子供のころ何度も金曜ロードショーとかで見て「なんじゃこら」と思ってただけでした。でもそれなりに歳をとると映画の見方が全く変わるもんなんだ…実感しました。(てか映画に限らず本とかレコードでもそうですね)


あと今回なんでこんなにキちゃったかって、劇場上映だったからっていうのが大きいんじゃないかしら。


劇中で映画が上映されるシーンでは、まず観客越しにスクリーンを写して、それからズームして直接映画のシーンを写す、といった手法によって、劇中の観客とリアルの観客があたかも同化するような錯覚をおこします。つまり監督は、観客が劇場の座席で見ているという状況を積極的に活用しているんじゃないかな?単純だけど感情移入度はハンパないです。
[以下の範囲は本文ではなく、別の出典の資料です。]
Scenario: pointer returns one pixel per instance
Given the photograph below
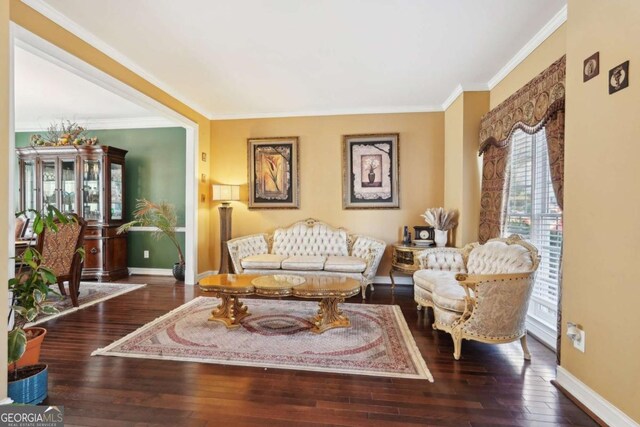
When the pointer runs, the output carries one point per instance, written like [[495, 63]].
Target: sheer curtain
[[532, 210], [535, 109]]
特に最後のアルフレードの形見のフィルムを上映するシーン。


それとやっぱり子供時代をローマで過ごしたことも関係あるのかな。


作品中でトトは30年ぶりに故郷に帰ってくるわけだけど、僕も高校生のときほぼ10年ぶりにローマを訪れてみました。ローマでは小学校の恩師と古い友人が迎えてくれました。街もほとんど変わっていないし、小さいころの記憶で地図なしで歩けました。
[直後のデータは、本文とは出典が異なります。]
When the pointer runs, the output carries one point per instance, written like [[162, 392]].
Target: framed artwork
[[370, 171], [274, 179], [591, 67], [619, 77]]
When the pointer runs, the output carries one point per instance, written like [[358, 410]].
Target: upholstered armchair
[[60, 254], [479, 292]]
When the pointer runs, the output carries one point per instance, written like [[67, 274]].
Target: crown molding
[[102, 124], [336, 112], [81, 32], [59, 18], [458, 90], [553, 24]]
通っていた日本人学校を訪ねてみたときは甘酸っぱい記憶が一気によみがえってきました。ほとんど変わらない外観。でも校長が代わって、学校の規模も段違いに大きくなって、中身は見知らぬ学校になっていました。そして今では学校は他の場所に移転してしまいました。まさに僕にとってのNuovo Cinema Paradiso。


子供トトの時代も、青年トトの時代も飛び越した今だからこそ、劇場で見れて本当に良かった。


ただ。
前述の映画の上映シーンといい、アルフレードに「ノスタルジーに惑わされるな」という言葉を吐かせながらノスタルジーを武器に観客を号泣させるとこといい、この作品では二重性・背反性がいくつか見られます。「映画全盛時代を賛美するノスタルジー映画」や「壮大なオマージュ」みたいなよくある売り文句は単純にすぎるよね。
結局トルナトーレは、フィルムの中の虚像に感情移入してワンワン号泣している僕を皮肉っているんじゃなかろーか、というのはうがった見方にすぎるんでしょーか(笑)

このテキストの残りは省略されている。